TEMPO.CO, YOGYAKARTA- – Peneliti Institute for Research and Empowerment (IRE) Arie Sudjito mengingatkan masyarakat desa untuk tak bersikap masa bodoh terhadap persoalan yang terjadi di desa.
Lantaran kelemahan partisipasi publik akan membuka peluang terjadinya korupsi dan penyelewengan di desa, termasuk pengelolaan dana desa..
“Masyarakat desa jangan cuek. Jadi intervensinya tinggi,” kata Arie dalam Sarasehan Resolusi Desa bertema “Memperkuat Demokrasi dan Keberlanjutan Desa” di Joglo Winasis IRE, Sleman, Selasa, 5 September 2017.
BACA: Gawat, Penyelewengan Dana Desa Makin Berjibun
IRE merumuskan beberapa resolusi untuk mencegah korupsi dana desa terjadi. Menyusul usulan pemerintah untuk membatalkan kenaikan dana desa dari Rp 60 triliun menjadi Rp 120 triliun pada 2018 mendatang setelah ada operasi tangkap tangan terhadap sejumlah pejabat oleh KPK untuk penghentian penyidikan kasus korupsi dana desa Kepala Desa Dassok Agus Mulyadi di Pamekasan. “Kalau ada korupsi dana desa, hentikan korupsinya.
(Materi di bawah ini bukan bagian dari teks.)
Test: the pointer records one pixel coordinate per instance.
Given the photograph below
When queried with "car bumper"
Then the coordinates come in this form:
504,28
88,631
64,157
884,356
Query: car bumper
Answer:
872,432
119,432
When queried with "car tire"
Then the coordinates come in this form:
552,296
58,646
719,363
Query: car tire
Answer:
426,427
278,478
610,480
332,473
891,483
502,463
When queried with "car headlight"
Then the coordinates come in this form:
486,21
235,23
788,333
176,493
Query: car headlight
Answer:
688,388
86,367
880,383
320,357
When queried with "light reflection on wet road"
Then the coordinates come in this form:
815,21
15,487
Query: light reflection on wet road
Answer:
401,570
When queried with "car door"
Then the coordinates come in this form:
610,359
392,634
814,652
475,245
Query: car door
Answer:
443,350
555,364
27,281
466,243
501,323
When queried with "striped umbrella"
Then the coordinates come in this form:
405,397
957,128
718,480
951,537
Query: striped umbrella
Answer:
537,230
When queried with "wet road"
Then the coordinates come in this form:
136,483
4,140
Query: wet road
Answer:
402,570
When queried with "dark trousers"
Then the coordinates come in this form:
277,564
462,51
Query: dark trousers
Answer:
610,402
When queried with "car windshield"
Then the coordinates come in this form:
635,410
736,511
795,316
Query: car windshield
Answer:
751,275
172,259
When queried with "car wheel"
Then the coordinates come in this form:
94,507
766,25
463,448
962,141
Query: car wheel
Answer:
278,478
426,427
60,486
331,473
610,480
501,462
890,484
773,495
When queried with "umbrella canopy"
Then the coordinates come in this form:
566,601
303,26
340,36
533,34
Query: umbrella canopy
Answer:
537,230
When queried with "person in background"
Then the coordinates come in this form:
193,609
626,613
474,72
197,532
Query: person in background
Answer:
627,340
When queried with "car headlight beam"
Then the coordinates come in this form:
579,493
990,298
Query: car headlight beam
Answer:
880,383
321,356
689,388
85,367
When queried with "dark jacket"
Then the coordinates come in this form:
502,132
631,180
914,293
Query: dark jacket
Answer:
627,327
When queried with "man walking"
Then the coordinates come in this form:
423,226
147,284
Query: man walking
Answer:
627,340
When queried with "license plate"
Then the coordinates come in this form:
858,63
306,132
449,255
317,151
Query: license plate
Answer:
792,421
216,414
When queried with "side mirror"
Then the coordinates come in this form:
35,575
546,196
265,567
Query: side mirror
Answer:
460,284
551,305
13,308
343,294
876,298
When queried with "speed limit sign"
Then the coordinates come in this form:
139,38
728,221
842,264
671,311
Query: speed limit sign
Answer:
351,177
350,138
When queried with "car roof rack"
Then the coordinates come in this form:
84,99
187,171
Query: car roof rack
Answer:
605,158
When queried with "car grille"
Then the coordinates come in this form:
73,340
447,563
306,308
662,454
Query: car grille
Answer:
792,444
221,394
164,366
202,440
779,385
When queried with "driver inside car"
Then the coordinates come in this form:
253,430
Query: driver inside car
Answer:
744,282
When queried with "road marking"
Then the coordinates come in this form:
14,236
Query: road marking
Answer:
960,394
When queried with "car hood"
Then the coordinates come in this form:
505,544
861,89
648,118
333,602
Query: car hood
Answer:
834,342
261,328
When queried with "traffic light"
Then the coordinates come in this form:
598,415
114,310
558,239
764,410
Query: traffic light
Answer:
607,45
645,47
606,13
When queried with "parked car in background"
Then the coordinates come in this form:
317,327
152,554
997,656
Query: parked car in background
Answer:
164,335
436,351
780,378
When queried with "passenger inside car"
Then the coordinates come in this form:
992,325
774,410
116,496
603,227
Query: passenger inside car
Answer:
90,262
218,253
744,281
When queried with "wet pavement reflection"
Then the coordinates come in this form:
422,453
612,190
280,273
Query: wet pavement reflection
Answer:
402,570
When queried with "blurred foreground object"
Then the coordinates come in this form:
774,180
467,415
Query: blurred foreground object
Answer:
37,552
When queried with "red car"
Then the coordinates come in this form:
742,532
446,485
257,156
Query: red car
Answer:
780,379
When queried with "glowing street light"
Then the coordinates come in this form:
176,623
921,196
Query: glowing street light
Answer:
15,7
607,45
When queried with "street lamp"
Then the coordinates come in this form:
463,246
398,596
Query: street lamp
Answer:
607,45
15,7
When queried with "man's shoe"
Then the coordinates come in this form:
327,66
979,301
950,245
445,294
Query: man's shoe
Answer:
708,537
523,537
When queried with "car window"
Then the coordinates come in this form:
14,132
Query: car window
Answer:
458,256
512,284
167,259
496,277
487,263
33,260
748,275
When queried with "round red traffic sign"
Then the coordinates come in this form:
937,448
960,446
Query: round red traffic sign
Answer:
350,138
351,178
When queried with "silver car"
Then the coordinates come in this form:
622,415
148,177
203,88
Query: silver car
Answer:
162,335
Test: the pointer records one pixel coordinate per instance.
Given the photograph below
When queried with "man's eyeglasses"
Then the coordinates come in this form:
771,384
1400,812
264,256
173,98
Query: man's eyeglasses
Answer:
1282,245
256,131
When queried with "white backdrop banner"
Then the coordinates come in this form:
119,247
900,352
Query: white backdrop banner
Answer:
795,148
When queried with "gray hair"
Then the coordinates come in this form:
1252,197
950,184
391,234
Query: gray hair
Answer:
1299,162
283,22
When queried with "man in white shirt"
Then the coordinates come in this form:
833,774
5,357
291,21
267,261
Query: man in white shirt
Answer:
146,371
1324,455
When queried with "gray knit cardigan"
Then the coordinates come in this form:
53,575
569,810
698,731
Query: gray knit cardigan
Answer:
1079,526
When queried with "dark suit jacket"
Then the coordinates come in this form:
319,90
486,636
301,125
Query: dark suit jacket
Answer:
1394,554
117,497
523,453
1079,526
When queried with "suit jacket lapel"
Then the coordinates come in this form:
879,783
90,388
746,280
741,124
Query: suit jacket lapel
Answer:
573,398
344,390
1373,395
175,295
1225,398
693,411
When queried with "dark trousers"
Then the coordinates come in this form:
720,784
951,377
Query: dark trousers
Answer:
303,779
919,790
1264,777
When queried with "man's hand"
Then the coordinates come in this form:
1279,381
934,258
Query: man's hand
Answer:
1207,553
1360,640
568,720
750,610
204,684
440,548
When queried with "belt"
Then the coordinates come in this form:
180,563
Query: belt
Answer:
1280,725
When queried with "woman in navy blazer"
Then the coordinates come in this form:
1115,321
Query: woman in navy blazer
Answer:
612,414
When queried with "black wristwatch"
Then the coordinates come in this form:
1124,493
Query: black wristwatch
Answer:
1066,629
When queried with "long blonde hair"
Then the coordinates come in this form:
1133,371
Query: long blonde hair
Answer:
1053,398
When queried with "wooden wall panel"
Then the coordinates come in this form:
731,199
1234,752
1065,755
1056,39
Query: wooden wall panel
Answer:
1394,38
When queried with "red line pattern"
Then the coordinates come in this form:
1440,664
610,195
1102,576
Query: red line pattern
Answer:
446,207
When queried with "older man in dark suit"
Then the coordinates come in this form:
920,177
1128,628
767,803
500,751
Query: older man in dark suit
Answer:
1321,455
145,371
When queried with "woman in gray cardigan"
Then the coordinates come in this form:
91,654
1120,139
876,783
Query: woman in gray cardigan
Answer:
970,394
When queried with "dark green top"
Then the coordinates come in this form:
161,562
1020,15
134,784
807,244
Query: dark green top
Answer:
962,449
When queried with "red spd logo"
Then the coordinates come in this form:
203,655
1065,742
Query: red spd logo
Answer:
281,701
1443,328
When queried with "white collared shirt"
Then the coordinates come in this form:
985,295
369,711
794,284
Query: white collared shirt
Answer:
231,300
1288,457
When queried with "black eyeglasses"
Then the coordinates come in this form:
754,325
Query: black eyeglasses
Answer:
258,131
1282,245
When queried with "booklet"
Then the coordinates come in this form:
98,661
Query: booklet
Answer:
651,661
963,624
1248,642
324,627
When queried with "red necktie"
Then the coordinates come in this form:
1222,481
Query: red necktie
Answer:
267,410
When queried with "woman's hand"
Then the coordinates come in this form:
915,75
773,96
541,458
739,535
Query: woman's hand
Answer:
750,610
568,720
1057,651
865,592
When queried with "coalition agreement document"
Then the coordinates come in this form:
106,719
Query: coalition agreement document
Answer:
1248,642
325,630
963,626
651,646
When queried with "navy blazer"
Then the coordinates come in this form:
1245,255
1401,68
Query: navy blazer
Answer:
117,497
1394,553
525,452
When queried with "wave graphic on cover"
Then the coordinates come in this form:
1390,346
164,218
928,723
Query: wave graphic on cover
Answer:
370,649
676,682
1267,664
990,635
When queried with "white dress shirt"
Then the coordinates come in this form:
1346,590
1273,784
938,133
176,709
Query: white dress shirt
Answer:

Bukan dana desanya,” kata Arie.
Sosiolog Pedesaan Universitas Gadjah Mada (UGM) Yogyakarta itu menjelaskan, resolusi itu meliputi upaya memperkuat partisipasi publik, memperkuat sistem kontrol, serta meningkatkan akuntabilitas. “Resolusi desa untuk mengembalikan desa agar on the right track,” kata Arie.
BACA: Begini Formula Aturan Pembagian Dana Desa pada 2018
Cara yang dilakukan antara lain memperkuat demokrasi desa dengan mengaktivasi masyarakat desa dan kaum marginal, seperti perempuan dan difabel untuk ikut serta dalam menyusun kebijakan dan peraturan desa.
Kemudian memanfaatkan musyawarah perencanaan pembangunan, penyusunan Rancangan Pembangunan Jangka Menengah Desa, penggunaan Anggaran Pendapatan dan Belanja Desa.
“Jangan pernah orang-orang desa itu lelah belajar. Kepala desa dan perangkatnya jangan mikir sendirian. Nanti penuaan dini,” kata Arie sembari berseloroh.
Persoalan desa sebaiknya dibahas bersama dengan warganya. Caranya dengan membentuk komunitas atau sanggar di desa untuk wadah komunikasi tersebut. Arie pun menyesalkan kurangnya diskusi publik tentang keberhasilan desa. Namun saat desa satu kali tercoreng dengan kasus korupsi dana desa, kecurigaan atas ketidakmampuan desa mengelola dana desa dibesar-besarkan.
BACA: Kemenkeu Diminta Alokasikan Anggaran Pengawasan Dana Desa
Kepala Sub Bidang Perencanaan dan Pembangunan Partisipatif Kementerian Desa Pembangunan Daerah Tertinggal dan Transmigrasi Bito Wikantosa mengingatkan pemberian dana desa dari APBN sebagai salah satu dari tujuh sumber dana desa bukan semata-mata karena desa membutuhkan. Melainkan pemberian dana desa adalah bentuk pengakuan negara terhadap desa.
“Dana desa itu recognisi (pengakuan). Karena desa mempunyai kewenangan mengelolanya. Dan negara membantu desa menjalankan kewenangan itu,” kata Bito.
Penggunaan dana desa pun tidak bersifat elitis yang terbatas pada kesepakatan antara kepada desa dengan Badan Permusyawaratan Desa (BPD) saja. Melainkan yang paling paling fundamental adalah adanya keterlibatan masyarakat untuk mengambil keputusan.
“Ciri khas desa yang berhasil mengelola dana desa adalah kepela desanya mampu hadir sebagai fasilitator. Rakyatnya bergerak gotong royong,” kata Bito.